A standard deck of playing cards is a common fixture in probability exercises. It consists of 52 cards divided equally among four suits: hearts, diamonds, clubs, and spades. Each suit contains 13 cards, including number cards ranging from 2 to 10, and three face cards: Jack, Queen, and King. Additionally, there is an Ace in each suit, which can sometimes serve different values depending on the game.

In problem-solving, knowing the structure of a standard deck makes it easier to categorize and count cards based on certain criteria, such as suits or card numbers. This basic configuration provides a controlled sample space for a multitude of probability-related problems. Understanding this foundational setup is vital for applying principles like inclusion-exclusion in more complex problems.

Even-Numbered Cards

In a deck of 52 cards, defining which cards are considered even-numbered is crucial. Even-numbered cards are those whose face values are 2, 4, 6, 8, and 10. Each suit in the deck—hearts, diamonds, clubs, and spades—contains exactly these five even-numbered cards. This means there are 5 even-numbered cards per suit.

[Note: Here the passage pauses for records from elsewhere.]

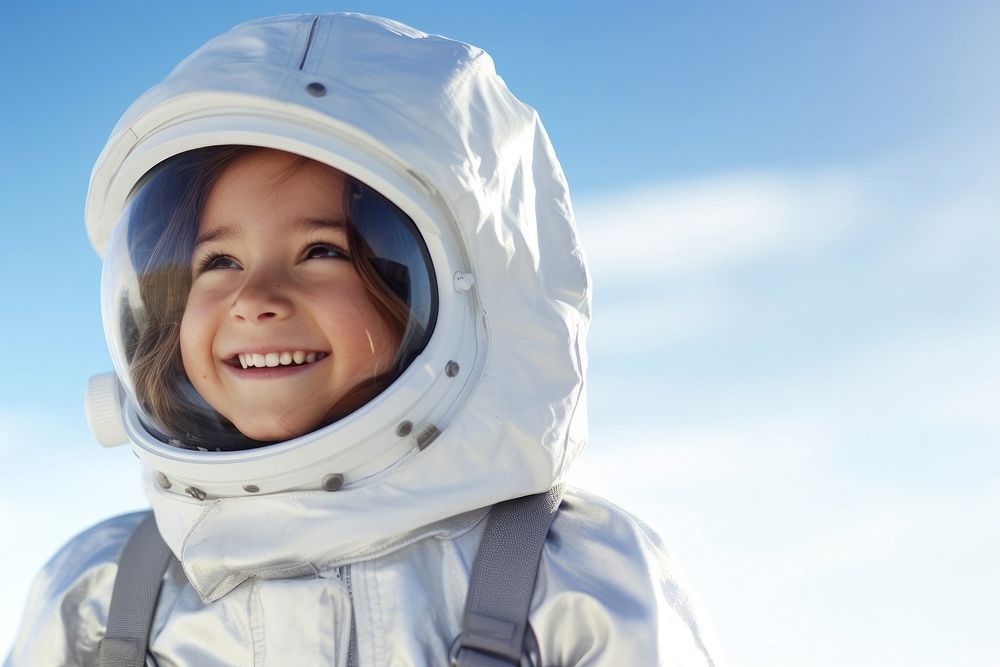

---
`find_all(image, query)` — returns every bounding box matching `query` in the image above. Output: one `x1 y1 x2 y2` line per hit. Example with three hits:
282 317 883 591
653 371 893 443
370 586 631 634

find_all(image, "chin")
230 418 303 443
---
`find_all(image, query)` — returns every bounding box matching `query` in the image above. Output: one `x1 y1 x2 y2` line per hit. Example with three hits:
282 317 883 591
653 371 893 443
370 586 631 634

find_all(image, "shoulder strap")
453 485 565 667
97 511 174 667
96 493 563 667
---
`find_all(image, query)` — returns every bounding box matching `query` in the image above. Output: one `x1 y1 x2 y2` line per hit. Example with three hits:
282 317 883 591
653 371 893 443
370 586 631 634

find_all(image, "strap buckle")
450 635 518 667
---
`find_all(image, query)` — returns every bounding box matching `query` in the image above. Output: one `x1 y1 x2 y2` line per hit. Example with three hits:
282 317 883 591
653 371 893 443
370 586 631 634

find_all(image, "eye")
303 243 348 260
196 251 241 273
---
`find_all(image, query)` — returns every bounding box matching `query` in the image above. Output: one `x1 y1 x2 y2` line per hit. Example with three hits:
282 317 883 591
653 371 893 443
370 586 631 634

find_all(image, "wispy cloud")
574 317 1000 667
588 284 730 348
572 152 1000 665
575 169 862 280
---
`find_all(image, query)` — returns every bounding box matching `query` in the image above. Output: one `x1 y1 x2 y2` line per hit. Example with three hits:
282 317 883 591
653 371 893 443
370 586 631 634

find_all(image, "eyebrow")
193 217 346 249
193 225 238 248
293 217 347 234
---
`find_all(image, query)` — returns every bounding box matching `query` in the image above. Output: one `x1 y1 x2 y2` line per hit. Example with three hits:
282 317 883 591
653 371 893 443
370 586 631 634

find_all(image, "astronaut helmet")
83 13 587 505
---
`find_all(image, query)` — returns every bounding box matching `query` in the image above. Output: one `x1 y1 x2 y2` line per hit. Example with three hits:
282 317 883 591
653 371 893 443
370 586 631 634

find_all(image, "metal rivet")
306 82 326 97
243 484 260 494
155 471 171 489
322 473 345 492
446 361 460 377
415 423 441 450
453 272 475 293
185 486 207 501
397 420 413 436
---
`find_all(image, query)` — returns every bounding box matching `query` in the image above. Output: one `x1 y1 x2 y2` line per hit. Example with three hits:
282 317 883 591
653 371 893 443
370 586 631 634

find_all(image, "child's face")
179 150 398 441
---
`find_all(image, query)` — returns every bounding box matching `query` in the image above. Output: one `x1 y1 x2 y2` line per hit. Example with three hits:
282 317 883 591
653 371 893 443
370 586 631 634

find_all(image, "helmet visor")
102 146 437 450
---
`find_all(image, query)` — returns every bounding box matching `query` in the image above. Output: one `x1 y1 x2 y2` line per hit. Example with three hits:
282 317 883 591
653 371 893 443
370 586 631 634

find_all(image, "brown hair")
125 146 410 449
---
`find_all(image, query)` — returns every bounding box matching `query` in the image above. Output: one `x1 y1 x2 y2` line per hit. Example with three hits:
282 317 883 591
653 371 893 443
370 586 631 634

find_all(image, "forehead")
200 149 348 231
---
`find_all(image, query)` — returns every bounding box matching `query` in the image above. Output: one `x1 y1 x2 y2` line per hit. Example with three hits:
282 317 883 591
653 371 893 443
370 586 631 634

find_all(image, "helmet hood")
85 12 590 596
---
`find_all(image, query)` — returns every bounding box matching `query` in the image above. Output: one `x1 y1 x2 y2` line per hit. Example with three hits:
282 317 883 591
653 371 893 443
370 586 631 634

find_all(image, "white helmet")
84 14 590 526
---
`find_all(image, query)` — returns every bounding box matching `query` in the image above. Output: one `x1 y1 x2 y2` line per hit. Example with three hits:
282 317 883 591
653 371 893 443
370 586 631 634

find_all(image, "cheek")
318 293 398 359
178 298 212 373
360 303 400 366
178 317 197 377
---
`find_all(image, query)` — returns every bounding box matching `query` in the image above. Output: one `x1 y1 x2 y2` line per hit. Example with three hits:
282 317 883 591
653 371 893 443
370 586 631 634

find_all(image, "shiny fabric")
8 13 725 666
6 489 722 666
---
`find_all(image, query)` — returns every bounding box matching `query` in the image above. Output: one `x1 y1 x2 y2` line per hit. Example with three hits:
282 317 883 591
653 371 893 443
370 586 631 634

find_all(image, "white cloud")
575 311 1000 667
575 169 862 280
589 284 730 349
894 189 1000 273
571 418 833 492
772 322 1000 433
569 151 1000 664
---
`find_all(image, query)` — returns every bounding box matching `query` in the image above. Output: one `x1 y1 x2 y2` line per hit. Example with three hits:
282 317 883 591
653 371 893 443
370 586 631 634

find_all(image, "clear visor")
102 146 437 450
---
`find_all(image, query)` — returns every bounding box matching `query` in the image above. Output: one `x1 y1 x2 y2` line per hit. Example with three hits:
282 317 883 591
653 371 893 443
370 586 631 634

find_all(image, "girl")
7 13 723 666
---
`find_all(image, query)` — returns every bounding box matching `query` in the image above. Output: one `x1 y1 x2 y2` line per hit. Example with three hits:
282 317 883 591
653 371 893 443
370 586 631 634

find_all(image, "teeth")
235 351 324 369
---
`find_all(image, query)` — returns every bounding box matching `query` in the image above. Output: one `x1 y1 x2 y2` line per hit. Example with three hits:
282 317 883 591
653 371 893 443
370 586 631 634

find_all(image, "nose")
230 270 294 323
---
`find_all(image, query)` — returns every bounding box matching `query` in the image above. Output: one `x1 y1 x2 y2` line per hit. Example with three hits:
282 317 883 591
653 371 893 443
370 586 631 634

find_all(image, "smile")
230 351 329 369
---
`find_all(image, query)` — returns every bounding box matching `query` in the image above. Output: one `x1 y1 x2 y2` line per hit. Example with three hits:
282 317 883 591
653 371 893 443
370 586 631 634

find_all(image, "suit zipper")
343 564 358 667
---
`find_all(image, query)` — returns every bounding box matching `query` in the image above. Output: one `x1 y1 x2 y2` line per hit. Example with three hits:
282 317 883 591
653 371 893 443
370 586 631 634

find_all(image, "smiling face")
179 149 399 441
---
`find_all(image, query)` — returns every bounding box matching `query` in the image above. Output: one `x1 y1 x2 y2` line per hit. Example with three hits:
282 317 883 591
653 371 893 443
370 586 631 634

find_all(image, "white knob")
453 272 475 293
85 372 129 447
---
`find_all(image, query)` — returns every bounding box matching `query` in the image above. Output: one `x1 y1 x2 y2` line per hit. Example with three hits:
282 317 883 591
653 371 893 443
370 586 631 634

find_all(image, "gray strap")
97 512 173 667
454 486 564 667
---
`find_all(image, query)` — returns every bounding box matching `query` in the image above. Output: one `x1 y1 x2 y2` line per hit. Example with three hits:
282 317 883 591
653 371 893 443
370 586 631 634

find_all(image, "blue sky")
2 2 999 664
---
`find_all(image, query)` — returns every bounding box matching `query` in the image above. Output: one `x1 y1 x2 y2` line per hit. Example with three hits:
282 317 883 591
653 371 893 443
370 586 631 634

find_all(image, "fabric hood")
85 12 590 600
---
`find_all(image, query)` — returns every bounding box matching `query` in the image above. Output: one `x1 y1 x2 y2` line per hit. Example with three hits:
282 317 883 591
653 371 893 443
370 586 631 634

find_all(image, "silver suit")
6 488 722 666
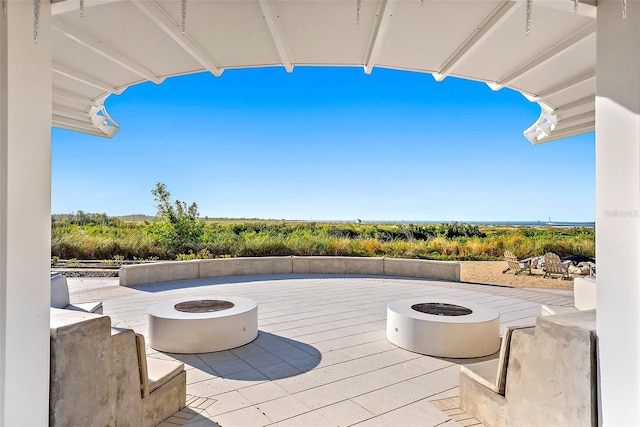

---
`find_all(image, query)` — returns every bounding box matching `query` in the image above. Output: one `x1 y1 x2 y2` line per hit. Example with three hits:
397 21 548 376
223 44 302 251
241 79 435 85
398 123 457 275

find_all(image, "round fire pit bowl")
148 296 258 353
386 298 500 358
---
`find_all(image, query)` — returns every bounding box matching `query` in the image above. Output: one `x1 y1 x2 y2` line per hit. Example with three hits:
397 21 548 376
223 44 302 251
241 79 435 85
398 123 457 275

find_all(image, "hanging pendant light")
80 0 85 17
33 0 41 44
181 0 187 34
525 0 532 35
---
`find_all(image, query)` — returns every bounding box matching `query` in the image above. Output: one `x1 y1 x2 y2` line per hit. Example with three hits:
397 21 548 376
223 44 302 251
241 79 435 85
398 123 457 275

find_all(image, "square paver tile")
256 395 311 422
187 378 235 398
293 382 350 409
257 362 302 380
277 400 374 427
202 391 252 417
231 343 270 359
243 353 286 369
211 406 273 427
223 369 270 389
271 346 319 361
239 381 289 404
352 400 450 427
198 351 242 367
187 369 219 385
284 355 321 372
210 358 255 376
352 380 440 415
272 373 324 394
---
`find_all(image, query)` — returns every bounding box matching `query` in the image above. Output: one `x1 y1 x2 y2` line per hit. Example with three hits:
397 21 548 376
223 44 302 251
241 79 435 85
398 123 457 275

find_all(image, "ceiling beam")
556 110 594 126
539 0 596 19
556 95 594 114
51 114 108 136
51 0 120 16
258 0 294 73
534 121 595 144
52 115 112 137
52 103 94 122
535 69 595 99
496 22 596 88
554 120 596 136
363 0 396 75
52 115 94 130
52 62 122 94
433 0 519 81
52 19 164 84
52 89 98 107
132 0 223 77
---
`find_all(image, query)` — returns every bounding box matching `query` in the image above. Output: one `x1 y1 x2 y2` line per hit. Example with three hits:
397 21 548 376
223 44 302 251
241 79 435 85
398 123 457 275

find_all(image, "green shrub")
52 213 594 262
146 183 204 256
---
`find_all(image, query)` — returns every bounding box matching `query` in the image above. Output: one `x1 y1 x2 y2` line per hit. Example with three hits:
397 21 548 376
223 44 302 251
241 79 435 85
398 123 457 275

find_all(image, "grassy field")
51 214 595 262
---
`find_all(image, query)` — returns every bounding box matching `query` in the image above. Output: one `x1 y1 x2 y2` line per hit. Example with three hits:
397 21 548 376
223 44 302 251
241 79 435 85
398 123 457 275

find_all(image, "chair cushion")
146 357 185 393
461 359 500 392
574 276 597 311
51 273 71 308
66 302 103 314
459 325 535 395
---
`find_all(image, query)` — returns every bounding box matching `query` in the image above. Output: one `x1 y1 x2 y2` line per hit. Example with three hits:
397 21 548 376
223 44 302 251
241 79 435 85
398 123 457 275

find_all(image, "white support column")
596 1 640 425
0 1 52 426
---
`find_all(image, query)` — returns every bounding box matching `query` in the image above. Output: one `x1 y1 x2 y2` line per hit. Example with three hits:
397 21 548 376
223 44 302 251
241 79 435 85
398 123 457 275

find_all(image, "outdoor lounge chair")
51 272 102 313
50 309 186 427
459 311 597 426
541 275 597 315
460 325 535 395
133 332 187 427
501 251 532 275
543 252 570 280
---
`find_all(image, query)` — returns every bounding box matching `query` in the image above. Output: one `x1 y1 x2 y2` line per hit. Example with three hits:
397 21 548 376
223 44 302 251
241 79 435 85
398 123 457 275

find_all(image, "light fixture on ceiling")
182 0 187 34
526 0 532 35
33 0 40 43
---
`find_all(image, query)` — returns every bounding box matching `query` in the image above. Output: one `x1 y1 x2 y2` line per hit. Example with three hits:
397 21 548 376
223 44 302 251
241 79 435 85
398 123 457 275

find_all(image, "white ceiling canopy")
50 0 597 143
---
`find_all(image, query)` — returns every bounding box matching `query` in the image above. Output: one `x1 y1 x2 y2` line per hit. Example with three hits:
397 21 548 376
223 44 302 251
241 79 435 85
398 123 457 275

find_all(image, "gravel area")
460 261 576 290
52 268 119 278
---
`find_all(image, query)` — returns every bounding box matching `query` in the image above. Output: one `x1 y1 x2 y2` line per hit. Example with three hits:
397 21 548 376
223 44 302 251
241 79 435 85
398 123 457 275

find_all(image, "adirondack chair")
502 250 532 275
543 252 570 279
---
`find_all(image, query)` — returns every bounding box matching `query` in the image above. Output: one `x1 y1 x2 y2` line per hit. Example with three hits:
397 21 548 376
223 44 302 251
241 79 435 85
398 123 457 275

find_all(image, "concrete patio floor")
68 274 575 427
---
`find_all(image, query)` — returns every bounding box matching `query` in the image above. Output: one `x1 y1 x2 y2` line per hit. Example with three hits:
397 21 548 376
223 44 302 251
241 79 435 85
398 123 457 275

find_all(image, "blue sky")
51 67 595 222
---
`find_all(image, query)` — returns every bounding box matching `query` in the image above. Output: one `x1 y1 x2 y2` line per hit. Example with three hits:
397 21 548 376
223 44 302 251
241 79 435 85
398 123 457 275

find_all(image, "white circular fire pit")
386 298 500 358
148 296 258 353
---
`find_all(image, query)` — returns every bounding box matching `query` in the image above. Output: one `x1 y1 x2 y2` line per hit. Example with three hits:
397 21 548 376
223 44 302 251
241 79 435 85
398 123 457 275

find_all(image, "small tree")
148 182 204 255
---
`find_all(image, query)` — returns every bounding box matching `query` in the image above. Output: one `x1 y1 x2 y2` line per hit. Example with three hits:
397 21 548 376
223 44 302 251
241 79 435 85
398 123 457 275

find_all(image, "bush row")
51 218 595 262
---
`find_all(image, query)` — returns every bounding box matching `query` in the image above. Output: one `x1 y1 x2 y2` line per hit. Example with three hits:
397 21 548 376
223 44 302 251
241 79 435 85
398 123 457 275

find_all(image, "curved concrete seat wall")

To find the total number of even-numbered cards in the deck, you would multiply the number of even cards per suit (5) by the number of suits (4), resulting in 20 even-numbered cards in the whole deck. This count is essential when applying the inclusion-exclusion principle to determine the probability of drawing either an even card or a card from another specific group, such as hearts. Recognizing these cards and their distribution helps clearly define the parameters for calculating probabilities accurately.